Au terme de la procédure de consultation, soit un accord collectif est signé sur l’ensemble des sujets, soit ces sujets sont établis par décision unilatérale de l’employeur, soit plus rarement un accord collectif partiel est signé et les autres sujets relèvent alors d’une décision unilatérale de l’employeur.

Un tel projet de licenciement économique a la particularité d’être soumis à un contrôle soutenu de l’administration du travail. En effet, si tout au long de la procédure de consultation, elle peut intervenir afin notamment de soumettre des observations ou propositions au sujet des mesures d’accompagnement et du déroulement de la procédure, l’employeur se doit, au terme de ladite procédure, de lui adresser l’accord collectif majoritaire et/ou le document unilatéral pour validation de l’accord ou homologation du document.

Une procédure de consultation sous le contrôle de l’administration du travail

Au sujet de l’ampleur de ce contrôle administratif, le législateur a prévu qu’il soit bien plus exigeant dans le cadre d’un document unilatéral qu’il ne l’est dans celui d’un accord collectif majoritaire (issu d’un dialogue social et signé par le ou les syndicats majoritaires dans l’entreprise).

L’administration du travail dispose d’un délai de 15 jours pour notifier sa décision de validation en cas d’accord. Ce délai est de 21 jours pour homologuer un document unilatéral. En l’absence de notification de décision dans ces délais, cela vaut validation ou homologation. Dès lors que l’administration du travail a donné son accord, l’employeur peut entamer son projet de licenciements. À l’inverse, à défaut d’accord de l’administration du travail, l’employeur ne peut pas procéder valablement aux licenciements économiques.

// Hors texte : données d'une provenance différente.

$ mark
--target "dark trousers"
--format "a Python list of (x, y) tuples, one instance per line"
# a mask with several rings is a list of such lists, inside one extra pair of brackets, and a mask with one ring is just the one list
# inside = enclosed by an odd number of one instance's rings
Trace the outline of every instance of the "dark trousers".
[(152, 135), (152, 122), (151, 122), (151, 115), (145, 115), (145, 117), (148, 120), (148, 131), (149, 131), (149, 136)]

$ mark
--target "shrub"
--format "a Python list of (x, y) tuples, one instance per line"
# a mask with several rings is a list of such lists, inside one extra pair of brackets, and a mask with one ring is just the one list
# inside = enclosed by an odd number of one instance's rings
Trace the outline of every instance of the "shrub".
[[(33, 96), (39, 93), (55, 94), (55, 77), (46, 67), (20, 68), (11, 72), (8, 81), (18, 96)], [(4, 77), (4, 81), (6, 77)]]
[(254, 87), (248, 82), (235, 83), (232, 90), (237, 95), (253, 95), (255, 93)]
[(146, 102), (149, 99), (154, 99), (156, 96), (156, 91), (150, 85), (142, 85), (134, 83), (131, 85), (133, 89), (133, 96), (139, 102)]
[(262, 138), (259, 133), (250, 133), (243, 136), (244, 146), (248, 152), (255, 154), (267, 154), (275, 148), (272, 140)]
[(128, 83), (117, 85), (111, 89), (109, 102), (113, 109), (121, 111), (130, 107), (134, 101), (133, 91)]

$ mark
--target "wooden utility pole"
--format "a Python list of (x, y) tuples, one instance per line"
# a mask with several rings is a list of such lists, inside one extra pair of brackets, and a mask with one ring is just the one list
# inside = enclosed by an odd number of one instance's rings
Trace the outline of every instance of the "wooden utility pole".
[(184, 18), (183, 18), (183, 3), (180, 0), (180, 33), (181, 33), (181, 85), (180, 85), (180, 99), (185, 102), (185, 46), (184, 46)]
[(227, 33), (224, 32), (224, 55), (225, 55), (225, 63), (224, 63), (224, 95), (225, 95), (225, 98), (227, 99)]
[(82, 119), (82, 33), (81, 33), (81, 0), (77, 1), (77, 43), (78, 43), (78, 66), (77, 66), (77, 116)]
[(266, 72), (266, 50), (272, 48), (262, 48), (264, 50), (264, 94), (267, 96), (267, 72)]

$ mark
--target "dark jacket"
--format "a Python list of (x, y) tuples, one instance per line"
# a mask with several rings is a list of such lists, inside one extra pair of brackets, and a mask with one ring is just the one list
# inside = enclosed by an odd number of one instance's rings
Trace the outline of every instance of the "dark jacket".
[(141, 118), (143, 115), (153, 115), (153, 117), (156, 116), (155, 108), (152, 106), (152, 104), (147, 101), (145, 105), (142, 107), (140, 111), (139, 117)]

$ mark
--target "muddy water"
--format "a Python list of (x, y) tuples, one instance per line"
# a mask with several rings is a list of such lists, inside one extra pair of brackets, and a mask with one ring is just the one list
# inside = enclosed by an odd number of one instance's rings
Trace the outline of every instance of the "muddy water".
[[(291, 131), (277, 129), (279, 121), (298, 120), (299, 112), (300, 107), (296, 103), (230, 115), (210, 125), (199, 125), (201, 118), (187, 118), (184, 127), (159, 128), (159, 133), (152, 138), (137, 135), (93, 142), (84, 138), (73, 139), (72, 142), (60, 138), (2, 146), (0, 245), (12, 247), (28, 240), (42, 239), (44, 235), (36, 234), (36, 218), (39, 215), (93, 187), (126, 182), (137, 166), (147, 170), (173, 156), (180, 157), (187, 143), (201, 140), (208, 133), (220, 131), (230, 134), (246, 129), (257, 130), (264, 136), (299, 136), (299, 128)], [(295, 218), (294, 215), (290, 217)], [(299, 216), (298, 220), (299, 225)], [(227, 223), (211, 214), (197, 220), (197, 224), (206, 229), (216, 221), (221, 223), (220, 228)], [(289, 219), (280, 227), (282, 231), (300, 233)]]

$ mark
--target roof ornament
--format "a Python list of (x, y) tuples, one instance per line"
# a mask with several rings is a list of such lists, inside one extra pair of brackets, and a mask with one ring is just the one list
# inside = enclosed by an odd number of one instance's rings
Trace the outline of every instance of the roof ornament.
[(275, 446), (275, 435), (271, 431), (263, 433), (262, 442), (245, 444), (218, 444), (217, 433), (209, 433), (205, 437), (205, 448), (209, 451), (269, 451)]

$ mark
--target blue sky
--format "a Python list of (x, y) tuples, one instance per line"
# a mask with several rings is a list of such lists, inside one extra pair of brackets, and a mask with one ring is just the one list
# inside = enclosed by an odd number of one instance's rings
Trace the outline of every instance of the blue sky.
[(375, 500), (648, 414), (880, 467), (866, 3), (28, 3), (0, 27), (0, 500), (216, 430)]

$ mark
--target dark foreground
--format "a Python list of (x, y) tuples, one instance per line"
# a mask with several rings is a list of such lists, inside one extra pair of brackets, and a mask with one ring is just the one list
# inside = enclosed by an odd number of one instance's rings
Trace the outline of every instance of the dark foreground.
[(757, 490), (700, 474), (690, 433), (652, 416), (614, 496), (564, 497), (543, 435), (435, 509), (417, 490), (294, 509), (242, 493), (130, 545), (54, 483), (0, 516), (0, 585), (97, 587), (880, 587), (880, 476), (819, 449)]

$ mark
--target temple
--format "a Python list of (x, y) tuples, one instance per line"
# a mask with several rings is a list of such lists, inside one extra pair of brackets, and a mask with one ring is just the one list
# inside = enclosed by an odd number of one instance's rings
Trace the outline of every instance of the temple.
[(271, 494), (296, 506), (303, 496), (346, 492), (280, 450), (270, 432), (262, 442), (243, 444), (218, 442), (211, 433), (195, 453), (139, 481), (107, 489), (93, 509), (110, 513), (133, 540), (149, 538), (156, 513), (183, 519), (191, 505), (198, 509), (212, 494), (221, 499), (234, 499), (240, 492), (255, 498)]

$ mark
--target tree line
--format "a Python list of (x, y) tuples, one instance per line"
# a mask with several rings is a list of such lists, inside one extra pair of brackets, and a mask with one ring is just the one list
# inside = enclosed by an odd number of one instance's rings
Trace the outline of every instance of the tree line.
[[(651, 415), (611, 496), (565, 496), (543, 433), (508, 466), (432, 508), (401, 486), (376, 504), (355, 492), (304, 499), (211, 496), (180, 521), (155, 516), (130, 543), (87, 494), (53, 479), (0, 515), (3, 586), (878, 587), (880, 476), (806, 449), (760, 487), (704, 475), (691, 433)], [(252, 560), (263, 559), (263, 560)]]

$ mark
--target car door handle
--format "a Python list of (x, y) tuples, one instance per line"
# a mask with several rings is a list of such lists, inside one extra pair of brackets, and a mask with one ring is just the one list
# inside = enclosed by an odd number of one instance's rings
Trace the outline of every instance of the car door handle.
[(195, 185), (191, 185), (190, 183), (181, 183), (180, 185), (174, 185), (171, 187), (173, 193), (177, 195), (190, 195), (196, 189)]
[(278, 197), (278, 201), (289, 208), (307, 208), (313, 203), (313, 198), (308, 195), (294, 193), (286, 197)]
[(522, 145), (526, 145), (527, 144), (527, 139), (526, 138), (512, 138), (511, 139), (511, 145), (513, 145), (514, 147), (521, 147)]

Dans ce cas, il doit consulter à nouveau le CSE après que les modifications nécessaires ont été apportées puis soumettre le projet modifié avec l’avis du CSE à l’administration du travail.

Dans le cadre de projets de licenciements économiques, les représentants du personnel jouent donc un rôle important afin de défendre la situation des salariés, que ces derniers soient concernés directement, ou indirectement par les licenciements et ses conséquences.

Ce rôle est d’autant plus conséquent en cas de licenciements économiques avec un PSE. Ainsi, il apparait primordial de bien faire respecter les pouvoirs consultatifs du CSE afin de connaitre la situation économique et sociale de l’entreprise, mais également de maitriser les règles applicables dans le cadre de tels projets.